Personal information
- Date of birth: 13 May 1955 (age 70)
- Original team(s): Redan (Ballarat FL)
- Height: 191 cm (6 ft 3 in)
- Weight: 87 kg (192 lb)

Playing career^{1}
- Years: Club / Games (Goals)
- 1973–1983: Essendon / 151 (32)
- 1984: Collingwood / 006 0(8)
- Total:  / 157 (40)
- ^{1} Playing statistics correct to the end of 1984.

= Ron Andrews =

Australian rules footballer (born 1955)

Ron Andrews (born 13 May 1955) is a former Australian rules footballer who played with Essendon and Collingwood in the VFL.

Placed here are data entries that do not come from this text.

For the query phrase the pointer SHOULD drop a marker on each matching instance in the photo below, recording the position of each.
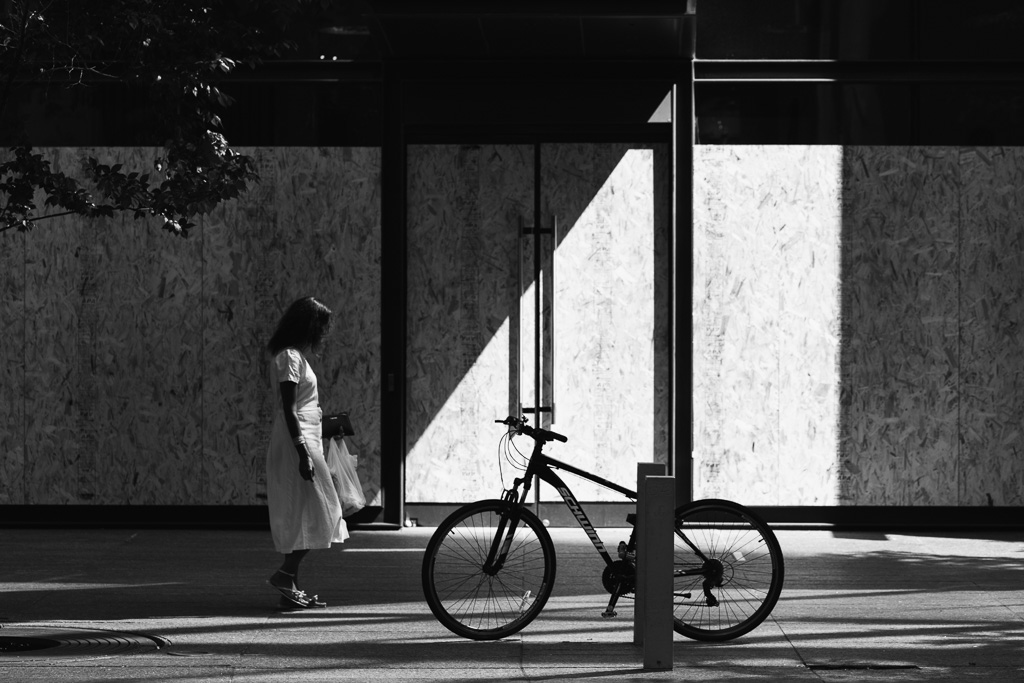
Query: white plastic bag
(346, 481)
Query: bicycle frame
(543, 467)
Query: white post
(654, 560)
(663, 515)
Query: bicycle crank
(619, 579)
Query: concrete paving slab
(894, 607)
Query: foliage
(174, 52)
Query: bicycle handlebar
(520, 427)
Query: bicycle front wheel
(728, 570)
(474, 600)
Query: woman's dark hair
(303, 326)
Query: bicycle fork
(503, 538)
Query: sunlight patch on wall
(766, 318)
(465, 423)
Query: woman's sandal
(293, 598)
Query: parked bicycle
(489, 567)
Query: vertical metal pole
(538, 312)
(393, 299)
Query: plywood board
(766, 318)
(991, 309)
(310, 227)
(140, 361)
(900, 368)
(466, 205)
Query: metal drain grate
(862, 667)
(26, 643)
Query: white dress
(304, 515)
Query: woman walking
(305, 513)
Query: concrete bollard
(652, 613)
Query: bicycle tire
(743, 570)
(467, 600)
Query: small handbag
(346, 481)
(337, 424)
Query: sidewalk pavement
(855, 607)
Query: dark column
(682, 357)
(393, 276)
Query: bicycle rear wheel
(728, 570)
(473, 602)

Andrews was a centre half-back and had a reputation throughout his career as being a tough and uncompromising player. A regular visitor to the VFL tribunal, he missed a total of 24 games through suspension, with perhaps the most notable suspension coming in the aftermath of the 'Windy Hill Brawl' in 1974. At half-time in that game against Richmond, he king hit an opponent and was subsequently suspended for six weeks.

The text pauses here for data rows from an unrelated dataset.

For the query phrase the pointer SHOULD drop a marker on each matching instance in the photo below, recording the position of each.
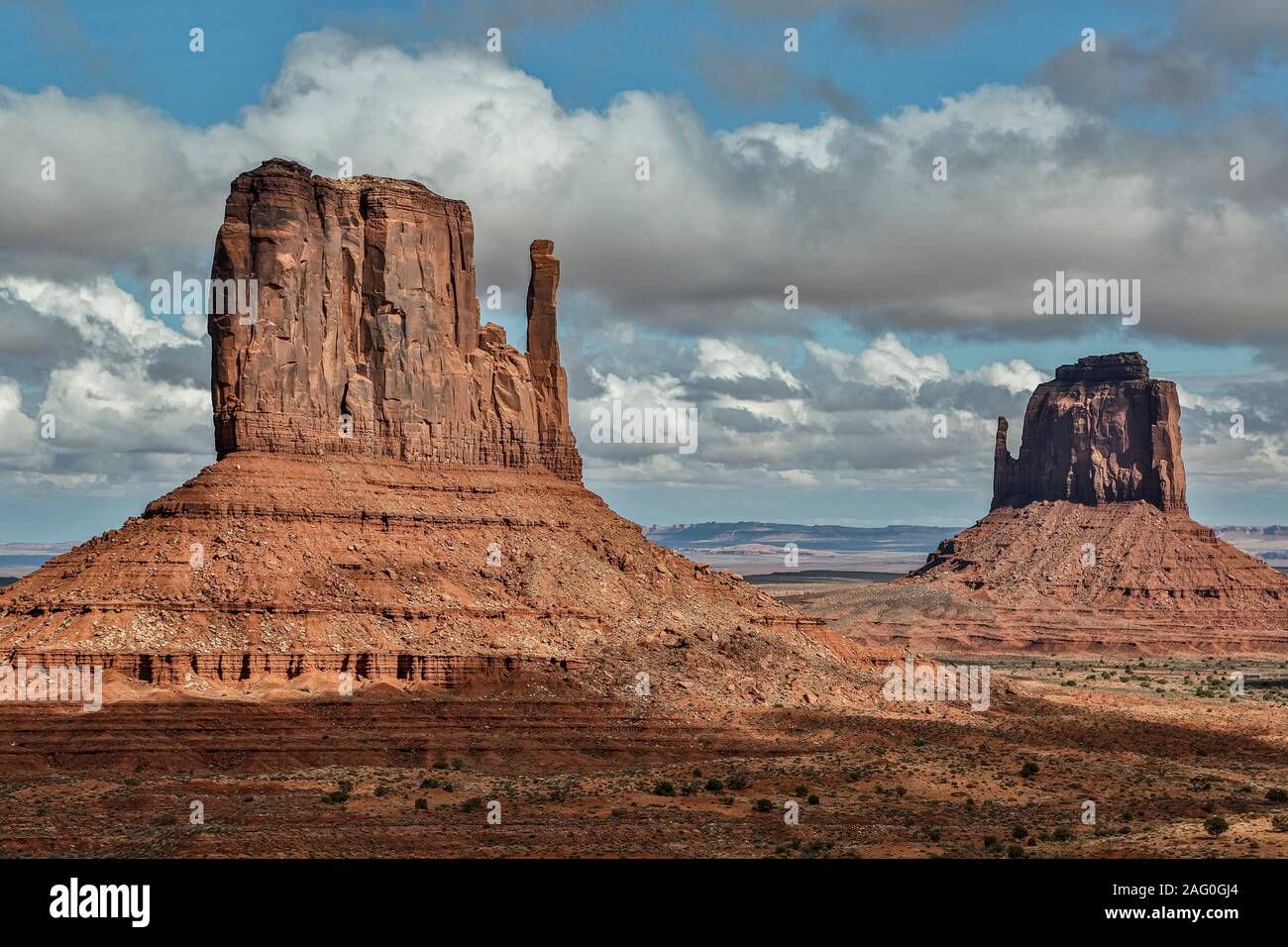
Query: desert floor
(1158, 749)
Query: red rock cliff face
(366, 338)
(1102, 432)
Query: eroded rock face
(366, 338)
(1102, 432)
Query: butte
(1089, 548)
(398, 495)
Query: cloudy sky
(768, 169)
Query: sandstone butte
(398, 493)
(1089, 548)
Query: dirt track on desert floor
(599, 779)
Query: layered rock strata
(1103, 431)
(366, 337)
(1089, 548)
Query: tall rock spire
(366, 338)
(1102, 432)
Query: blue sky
(1060, 159)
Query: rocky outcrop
(447, 538)
(1103, 431)
(366, 337)
(1089, 548)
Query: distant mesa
(1089, 548)
(1102, 432)
(398, 495)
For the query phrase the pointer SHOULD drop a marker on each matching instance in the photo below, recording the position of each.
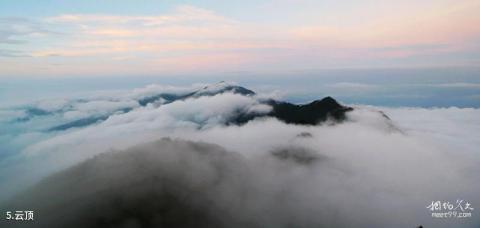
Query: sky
(131, 38)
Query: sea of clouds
(369, 171)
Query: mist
(369, 171)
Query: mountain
(304, 114)
(209, 90)
(307, 114)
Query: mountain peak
(221, 87)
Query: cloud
(353, 86)
(359, 171)
(457, 85)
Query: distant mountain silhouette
(306, 114)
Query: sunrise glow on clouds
(192, 38)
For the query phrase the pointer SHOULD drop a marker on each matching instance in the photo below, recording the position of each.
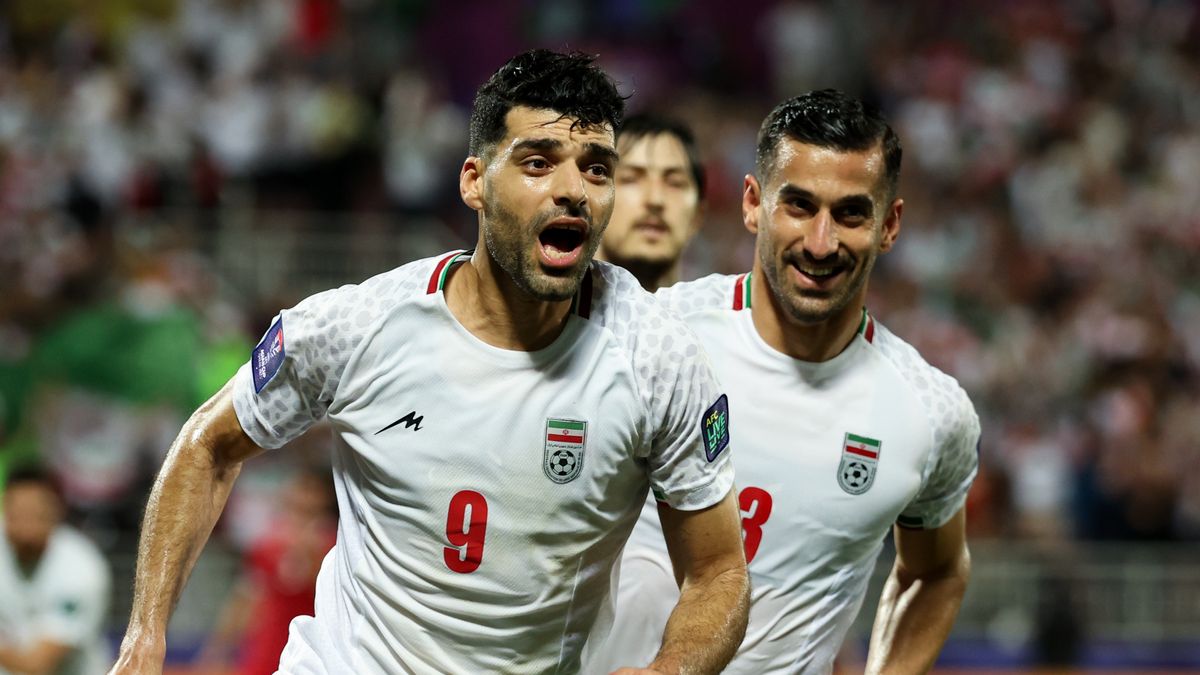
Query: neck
(813, 342)
(486, 302)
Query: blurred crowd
(1051, 153)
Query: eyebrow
(645, 168)
(796, 192)
(553, 145)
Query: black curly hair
(570, 84)
(827, 118)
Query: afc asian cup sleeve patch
(714, 428)
(268, 356)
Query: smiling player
(844, 431)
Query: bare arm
(184, 506)
(43, 657)
(709, 620)
(921, 598)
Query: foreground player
(660, 187)
(498, 417)
(843, 428)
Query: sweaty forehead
(810, 166)
(526, 124)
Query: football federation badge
(859, 458)
(563, 458)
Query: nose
(569, 189)
(654, 193)
(821, 236)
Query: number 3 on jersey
(755, 505)
(466, 529)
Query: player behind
(844, 431)
(54, 584)
(660, 189)
(498, 418)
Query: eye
(853, 215)
(801, 205)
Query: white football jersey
(64, 601)
(485, 494)
(831, 455)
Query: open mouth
(561, 243)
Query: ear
(751, 198)
(697, 219)
(891, 225)
(471, 183)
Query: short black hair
(33, 473)
(570, 84)
(828, 118)
(645, 125)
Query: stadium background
(172, 172)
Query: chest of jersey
(483, 460)
(827, 459)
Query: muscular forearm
(184, 506)
(915, 617)
(706, 626)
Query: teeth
(816, 272)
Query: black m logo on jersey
(412, 420)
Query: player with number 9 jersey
(485, 494)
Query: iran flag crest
(859, 458)
(563, 458)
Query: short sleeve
(293, 371)
(957, 460)
(689, 459)
(77, 607)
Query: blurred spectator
(279, 580)
(54, 583)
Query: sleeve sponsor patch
(714, 428)
(268, 356)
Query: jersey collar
(581, 304)
(742, 302)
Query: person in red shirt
(280, 578)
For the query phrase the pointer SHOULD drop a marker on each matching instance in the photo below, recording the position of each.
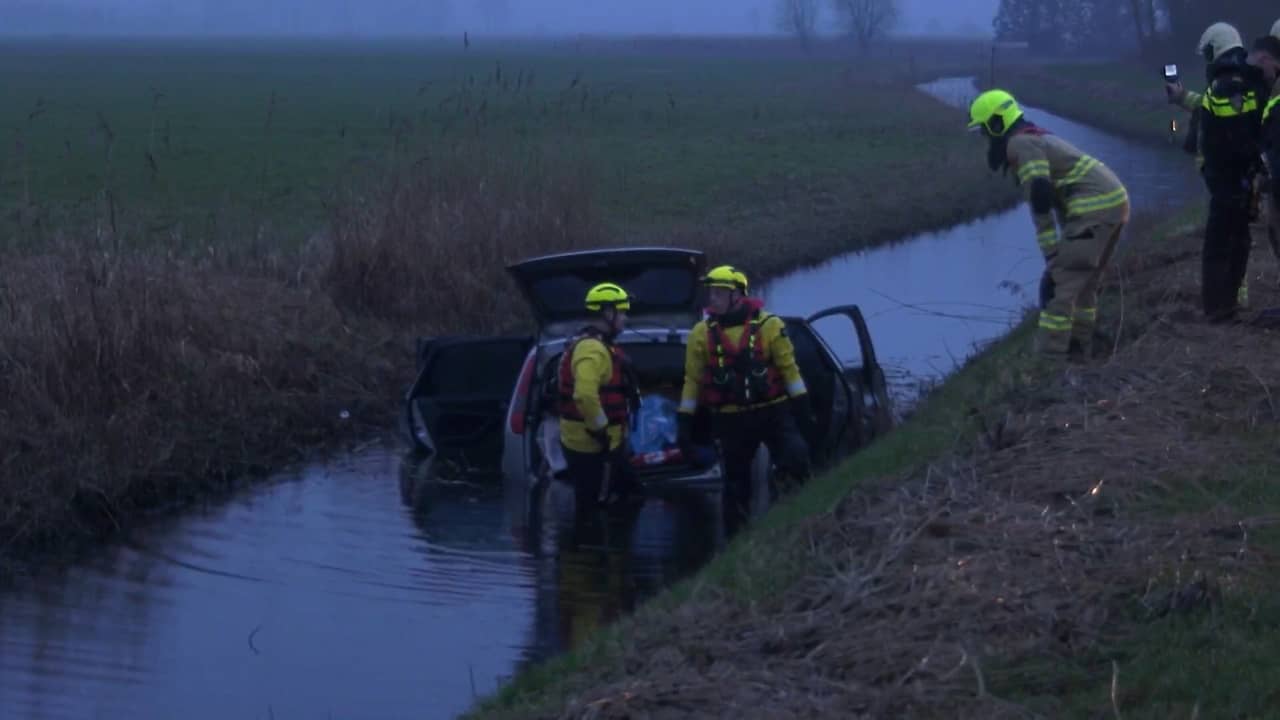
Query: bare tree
(799, 18)
(865, 19)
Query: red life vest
(739, 376)
(616, 395)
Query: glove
(803, 408)
(1047, 288)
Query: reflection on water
(368, 587)
(323, 595)
(936, 297)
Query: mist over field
(430, 17)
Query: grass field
(211, 250)
(205, 141)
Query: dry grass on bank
(963, 586)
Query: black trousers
(740, 434)
(585, 472)
(1225, 256)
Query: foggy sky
(373, 17)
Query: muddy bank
(1033, 537)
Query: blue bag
(653, 427)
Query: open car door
(860, 369)
(833, 401)
(460, 399)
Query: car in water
(490, 399)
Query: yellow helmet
(727, 277)
(607, 294)
(1217, 39)
(996, 110)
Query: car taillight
(520, 402)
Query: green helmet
(727, 277)
(607, 295)
(996, 110)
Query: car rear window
(653, 288)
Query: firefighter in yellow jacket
(741, 367)
(1089, 203)
(597, 396)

He played his best football in the late 1970s, finishing second in Essendon's 1976 best and fairest and representing the Victorian interstate team in 1977 and 1978. In the 1982 season he was club captain and led them into the finals before losing to North Melbourne in the Elimination Final.

Andrews crossed to Collingwood in 1984 after missing out on selection in Essendon's Grand Final side the previous September. He remained at Collingwood for just one season and then joined West Adelaide in the SANFL and topped their goalkicking in his first year with 51 goals.